The dentist-assistant relationship is unique. It reminds me of the nursery rhyme, ‘There was a little girl, with a curl, right in the middle of her forehead. And when she was good she was very, very good, but when she was bad she was horrid!’

During my many years as a dental assistant, I experienced both good and not-so-good connections with dentists. Thankfully, I never had anything I would describe as ‘horrid’, but I have heard some stories…
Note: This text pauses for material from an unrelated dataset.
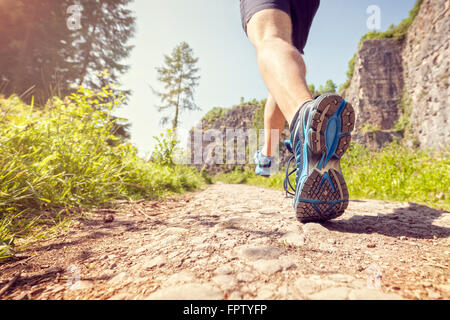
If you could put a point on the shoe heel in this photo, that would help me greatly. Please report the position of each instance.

Upon reflection, the natural process of maturing, developing awareness and respect for others and taking responsibility for both my actions and communication when things were not going well all helped to improve my relationships.

There are three characteristics that I believe contribute enormously to a successful and happy dentist-assistant relationship:

1. Safety

I have written often of the relevance that safety plays in workplace relationships. Can team members feel safe to make a mistake and not be demeaned? If team members are unhappy about something, is there a forum where they can be heard without being dismissed? Do team members feel that their contributions to the practice are valued? Issues arise when people don’t feel safe. Team members may become defensive, avoid or deflect responsibility when something goes wrong, become overly critical of others and may feel victimised by other team members who are in reaction to feeling unsafe themselves.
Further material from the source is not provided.